Anthrax, Lies and Videotapes
by Alejandro Bustos
"Alejandro," a frustrated news editor once told me, "forget about journalism and try a more honest profession, like television advertising."
Watching the current TV coverage on the bombing of Afghanistan, I was reminded of this piece of advice, which was given to me several years ago while I was a journalism student at Carleton University.
Truth, it has been often been said, is the first casualty of war. If you don't believe this, then just turn on your television set and watch the "news".
Still skeptical? Well, consider the following: Condoleezza Rice, national security advisor to U.S. President George W. Bush, recently put in a telephone call to the heads of the five major U.S. television networks. The White House, said Rice, was worried about TV coverage of Osama bin Laden.
Osama, you see, is potentially using videotapes to send coded messages to his terrorist followers. Therefore, out of the goodness of their hearts, the White House was asking CNN and other TV networks to censor Osama's words to combat terrorism. The networks agreed.
To which I respond: Do the media and political elites of North America think we are retarded? The claim of coded messages is so stupid it barely warrants mentioning in a bad science fiction movie. But this hasn't stopped grown adults from telling us with straight faces that censorship is necessary to fight terrorism.
Think about it. Why would Osama use the U.S. media to send out messages, when Al Jazeera, the Qatar-based Arabic television news station that has become the rage in the Arab world, already shows his videotapes uncut?
Then there is the question of language. CNN, BBC, CBC and company get their Osama footage from Al Jazeera. In turn, the television networks have to translate the video -- an Oct. 9 National Post article reported that the translations were not very good. Which raises this question: Why would a terrorist rely on a poorly translated text to get their orders when they can use the uncensored, uncut and accurate Arabic original?
I am no fan of Osama or any other terrorist. What happened on Sept. 11 was a horrific massacre. But I don't feel any safer when the U.S. government appears to by lying. Moreover, as a Canadian, I did not sleep any better when I found out that the CBC is also censoring any terrorist videos in order to stop potential "secret messages."
Now, to be fair, the print media has been much better than their TV counterparts. Newspapers like the Globe and Mail, New York Times, the Guardian, Los Angeles Times and Independent have had some thoughtful debate over the current war. CNN, on the other hand, has been dreadful on a particularly bad day.
Which brings me to Anthrax. An Oct. 14 story in the Observer newspaper in England reported how U.S. officials have named Iraq as a suspect in the limited Anthrax outbreak in the United States.

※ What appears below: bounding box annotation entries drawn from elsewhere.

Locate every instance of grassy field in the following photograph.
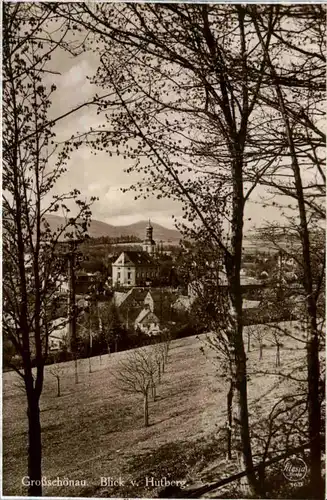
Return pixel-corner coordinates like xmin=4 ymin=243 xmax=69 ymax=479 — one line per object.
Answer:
xmin=3 ymin=322 xmax=312 ymax=497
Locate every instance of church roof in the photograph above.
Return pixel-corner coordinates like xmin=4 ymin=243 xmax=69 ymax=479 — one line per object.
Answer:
xmin=114 ymin=250 xmax=155 ymax=266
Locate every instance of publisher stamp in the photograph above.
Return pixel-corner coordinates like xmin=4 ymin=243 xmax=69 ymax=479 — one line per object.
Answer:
xmin=283 ymin=457 xmax=308 ymax=483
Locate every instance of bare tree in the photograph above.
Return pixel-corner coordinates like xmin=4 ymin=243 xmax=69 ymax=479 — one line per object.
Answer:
xmin=3 ymin=2 xmax=95 ymax=496
xmin=49 ymin=362 xmax=64 ymax=398
xmin=114 ymin=347 xmax=157 ymax=427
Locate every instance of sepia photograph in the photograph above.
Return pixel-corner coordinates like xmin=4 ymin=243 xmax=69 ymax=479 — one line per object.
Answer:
xmin=0 ymin=1 xmax=326 ymax=500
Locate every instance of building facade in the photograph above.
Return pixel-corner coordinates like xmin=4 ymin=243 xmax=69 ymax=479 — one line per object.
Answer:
xmin=112 ymin=250 xmax=158 ymax=287
xmin=142 ymin=219 xmax=156 ymax=256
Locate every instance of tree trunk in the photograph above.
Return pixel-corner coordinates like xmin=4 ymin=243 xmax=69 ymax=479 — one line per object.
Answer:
xmin=152 ymin=383 xmax=157 ymax=401
xmin=144 ymin=391 xmax=149 ymax=427
xmin=74 ymin=353 xmax=78 ymax=384
xmin=276 ymin=344 xmax=280 ymax=366
xmin=227 ymin=380 xmax=234 ymax=460
xmin=27 ymin=389 xmax=42 ymax=497
xmin=252 ymin=23 xmax=323 ymax=492
xmin=259 ymin=342 xmax=263 ymax=361
xmin=307 ymin=328 xmax=323 ymax=498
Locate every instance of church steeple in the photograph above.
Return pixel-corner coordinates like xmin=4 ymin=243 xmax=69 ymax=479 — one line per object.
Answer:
xmin=145 ymin=219 xmax=153 ymax=241
xmin=143 ymin=219 xmax=156 ymax=255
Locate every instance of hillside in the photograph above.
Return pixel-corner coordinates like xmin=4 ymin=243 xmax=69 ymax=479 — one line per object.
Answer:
xmin=43 ymin=214 xmax=181 ymax=244
xmin=3 ymin=335 xmax=305 ymax=498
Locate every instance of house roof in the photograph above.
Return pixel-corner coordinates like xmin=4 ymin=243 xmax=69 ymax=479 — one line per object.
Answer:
xmin=120 ymin=287 xmax=148 ymax=307
xmin=135 ymin=309 xmax=159 ymax=324
xmin=114 ymin=250 xmax=155 ymax=266
xmin=243 ymin=299 xmax=260 ymax=309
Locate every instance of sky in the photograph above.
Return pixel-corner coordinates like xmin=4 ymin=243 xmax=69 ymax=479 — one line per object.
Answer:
xmin=47 ymin=25 xmax=300 ymax=230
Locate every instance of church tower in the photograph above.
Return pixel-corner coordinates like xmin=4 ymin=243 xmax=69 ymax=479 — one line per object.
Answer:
xmin=143 ymin=219 xmax=156 ymax=255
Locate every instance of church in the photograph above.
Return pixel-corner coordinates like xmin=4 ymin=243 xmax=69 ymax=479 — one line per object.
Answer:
xmin=112 ymin=220 xmax=158 ymax=287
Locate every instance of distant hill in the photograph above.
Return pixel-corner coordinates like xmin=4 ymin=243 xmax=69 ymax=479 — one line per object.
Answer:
xmin=43 ymin=214 xmax=181 ymax=244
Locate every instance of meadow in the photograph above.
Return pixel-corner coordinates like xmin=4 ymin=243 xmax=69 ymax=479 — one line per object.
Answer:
xmin=3 ymin=327 xmax=305 ymax=498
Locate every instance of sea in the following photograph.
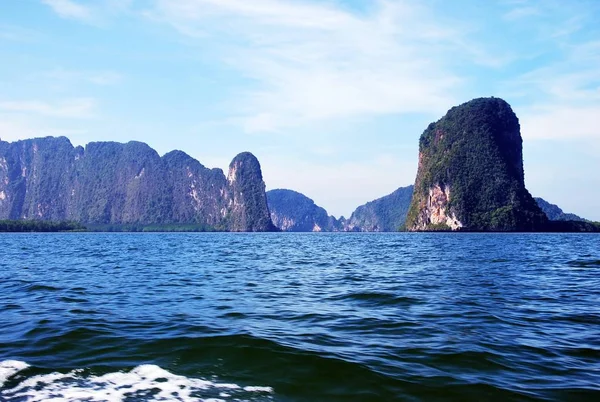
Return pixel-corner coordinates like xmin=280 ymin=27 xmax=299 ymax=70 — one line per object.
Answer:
xmin=0 ymin=233 xmax=600 ymax=402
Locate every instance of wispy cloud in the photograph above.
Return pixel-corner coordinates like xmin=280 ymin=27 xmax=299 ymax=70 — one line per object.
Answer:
xmin=35 ymin=68 xmax=123 ymax=86
xmin=41 ymin=0 xmax=133 ymax=25
xmin=504 ymin=6 xmax=540 ymax=21
xmin=148 ymin=0 xmax=468 ymax=131
xmin=0 ymin=98 xmax=96 ymax=119
xmin=42 ymin=0 xmax=93 ymax=22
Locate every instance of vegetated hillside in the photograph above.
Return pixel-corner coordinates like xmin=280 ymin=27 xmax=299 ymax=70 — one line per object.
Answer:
xmin=406 ymin=98 xmax=548 ymax=231
xmin=535 ymin=197 xmax=587 ymax=222
xmin=267 ymin=189 xmax=342 ymax=232
xmin=344 ymin=186 xmax=413 ymax=232
xmin=0 ymin=137 xmax=275 ymax=231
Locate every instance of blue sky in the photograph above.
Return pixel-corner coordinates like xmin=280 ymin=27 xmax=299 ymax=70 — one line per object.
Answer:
xmin=0 ymin=0 xmax=600 ymax=220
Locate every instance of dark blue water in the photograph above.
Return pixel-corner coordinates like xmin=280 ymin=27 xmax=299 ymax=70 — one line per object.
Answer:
xmin=0 ymin=233 xmax=600 ymax=401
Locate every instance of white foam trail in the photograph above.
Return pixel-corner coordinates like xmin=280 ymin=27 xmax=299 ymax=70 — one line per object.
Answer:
xmin=0 ymin=360 xmax=29 ymax=388
xmin=0 ymin=361 xmax=273 ymax=402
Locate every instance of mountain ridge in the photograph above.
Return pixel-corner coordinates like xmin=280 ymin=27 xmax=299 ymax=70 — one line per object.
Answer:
xmin=0 ymin=137 xmax=276 ymax=231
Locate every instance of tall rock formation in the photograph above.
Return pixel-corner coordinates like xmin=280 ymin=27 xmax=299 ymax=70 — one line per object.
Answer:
xmin=267 ymin=189 xmax=342 ymax=232
xmin=226 ymin=152 xmax=276 ymax=232
xmin=406 ymin=98 xmax=548 ymax=231
xmin=0 ymin=137 xmax=275 ymax=231
xmin=345 ymin=186 xmax=413 ymax=232
xmin=534 ymin=197 xmax=587 ymax=222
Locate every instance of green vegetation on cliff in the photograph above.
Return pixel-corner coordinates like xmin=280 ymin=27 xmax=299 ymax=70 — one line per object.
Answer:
xmin=535 ymin=197 xmax=587 ymax=222
xmin=346 ymin=186 xmax=413 ymax=232
xmin=0 ymin=220 xmax=86 ymax=232
xmin=267 ymin=189 xmax=340 ymax=232
xmin=0 ymin=137 xmax=274 ymax=231
xmin=406 ymin=98 xmax=547 ymax=231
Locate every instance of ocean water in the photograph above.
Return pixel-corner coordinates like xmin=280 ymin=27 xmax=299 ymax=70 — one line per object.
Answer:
xmin=0 ymin=233 xmax=600 ymax=401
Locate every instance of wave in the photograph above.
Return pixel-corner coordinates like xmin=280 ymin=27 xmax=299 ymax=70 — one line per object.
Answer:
xmin=0 ymin=360 xmax=274 ymax=402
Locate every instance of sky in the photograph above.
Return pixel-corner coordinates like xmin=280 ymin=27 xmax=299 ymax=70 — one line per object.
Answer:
xmin=0 ymin=0 xmax=600 ymax=220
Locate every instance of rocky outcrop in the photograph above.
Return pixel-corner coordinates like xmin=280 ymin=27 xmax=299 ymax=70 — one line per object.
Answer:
xmin=535 ymin=197 xmax=587 ymax=222
xmin=226 ymin=152 xmax=276 ymax=232
xmin=343 ymin=186 xmax=413 ymax=232
xmin=406 ymin=98 xmax=548 ymax=231
xmin=0 ymin=137 xmax=275 ymax=231
xmin=267 ymin=189 xmax=341 ymax=232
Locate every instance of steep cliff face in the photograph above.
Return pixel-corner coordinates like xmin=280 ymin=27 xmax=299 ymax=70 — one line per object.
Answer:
xmin=0 ymin=137 xmax=273 ymax=231
xmin=406 ymin=98 xmax=547 ymax=231
xmin=226 ymin=152 xmax=277 ymax=232
xmin=344 ymin=186 xmax=413 ymax=232
xmin=267 ymin=189 xmax=340 ymax=232
xmin=535 ymin=197 xmax=587 ymax=222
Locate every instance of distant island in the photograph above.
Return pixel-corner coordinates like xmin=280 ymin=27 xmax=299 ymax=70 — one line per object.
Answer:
xmin=0 ymin=137 xmax=278 ymax=231
xmin=0 ymin=97 xmax=600 ymax=232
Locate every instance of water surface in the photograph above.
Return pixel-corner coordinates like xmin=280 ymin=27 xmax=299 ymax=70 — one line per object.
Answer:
xmin=0 ymin=233 xmax=600 ymax=401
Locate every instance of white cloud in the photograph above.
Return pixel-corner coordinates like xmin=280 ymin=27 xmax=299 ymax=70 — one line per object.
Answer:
xmin=0 ymin=98 xmax=96 ymax=119
xmin=41 ymin=0 xmax=133 ymax=25
xmin=149 ymin=0 xmax=472 ymax=131
xmin=504 ymin=6 xmax=540 ymax=21
xmin=35 ymin=68 xmax=123 ymax=86
xmin=259 ymin=154 xmax=417 ymax=218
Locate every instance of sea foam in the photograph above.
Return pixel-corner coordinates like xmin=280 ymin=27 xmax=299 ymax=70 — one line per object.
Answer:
xmin=0 ymin=360 xmax=273 ymax=402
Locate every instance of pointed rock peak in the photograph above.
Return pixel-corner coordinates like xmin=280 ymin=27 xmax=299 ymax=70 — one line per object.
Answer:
xmin=227 ymin=152 xmax=276 ymax=232
xmin=406 ymin=98 xmax=546 ymax=231
xmin=227 ymin=152 xmax=262 ymax=183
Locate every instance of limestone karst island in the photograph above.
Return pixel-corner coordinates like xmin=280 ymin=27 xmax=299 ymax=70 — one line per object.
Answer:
xmin=0 ymin=97 xmax=599 ymax=232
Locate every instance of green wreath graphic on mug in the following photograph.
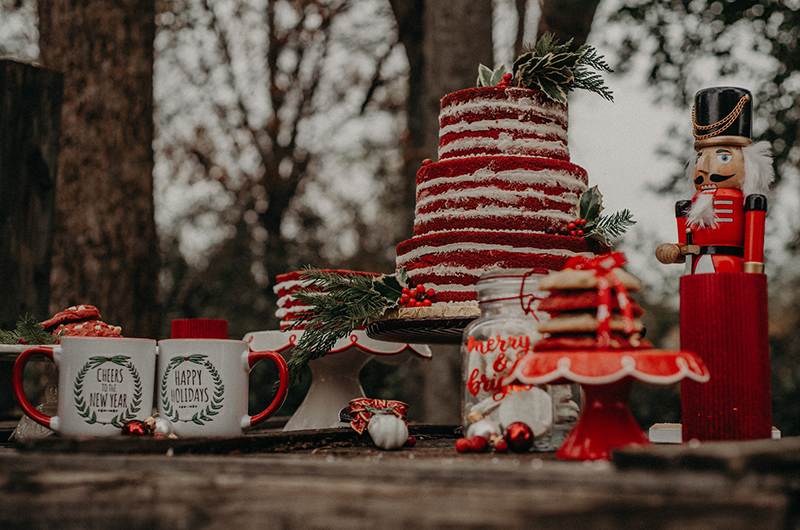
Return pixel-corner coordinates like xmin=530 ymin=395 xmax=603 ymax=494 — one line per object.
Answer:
xmin=72 ymin=355 xmax=142 ymax=429
xmin=161 ymin=354 xmax=225 ymax=425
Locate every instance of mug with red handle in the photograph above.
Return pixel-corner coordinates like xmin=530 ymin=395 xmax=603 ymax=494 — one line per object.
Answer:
xmin=12 ymin=337 xmax=156 ymax=436
xmin=156 ymin=319 xmax=289 ymax=437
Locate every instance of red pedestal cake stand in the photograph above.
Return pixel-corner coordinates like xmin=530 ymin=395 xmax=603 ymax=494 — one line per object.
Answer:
xmin=504 ymin=349 xmax=709 ymax=460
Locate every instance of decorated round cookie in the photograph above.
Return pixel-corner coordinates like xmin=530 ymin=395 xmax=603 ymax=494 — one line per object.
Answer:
xmin=42 ymin=304 xmax=100 ymax=330
xmin=54 ymin=320 xmax=122 ymax=337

Mohamed Atta, one of the hijackers thought to have guided one of the two planes that crashed into the World Trade Center on Sept. 11, is thought to have met two different Iraqi officials in Prague. U.S. and Czech officials are investigating whether the Iraqis gave Atta any Anthrax.
Is there any truth to the story, or is it merely a justification to allow war hawks in Washington to have an excuse to bomb Baghdad and get rid of Saddam Hussein? I don't know. There are only conflicting media accounts.
What I do know, however, is that the U.S. media believes Washington with an almost blind acceptance, while being critical to a fault with the enemy. For instance, when the Taliban claimed that 300 civilians were killed in a week of U.S. and British bombing, reporters repeatedly said that the claim was impossible to verify. However, when Iraqi soldiers were accussed of taking Kuwaiti babies out of their incubators during the Gulf War -- a story that later turned out to be fabricated by a PR company -- few stopped to verify this story.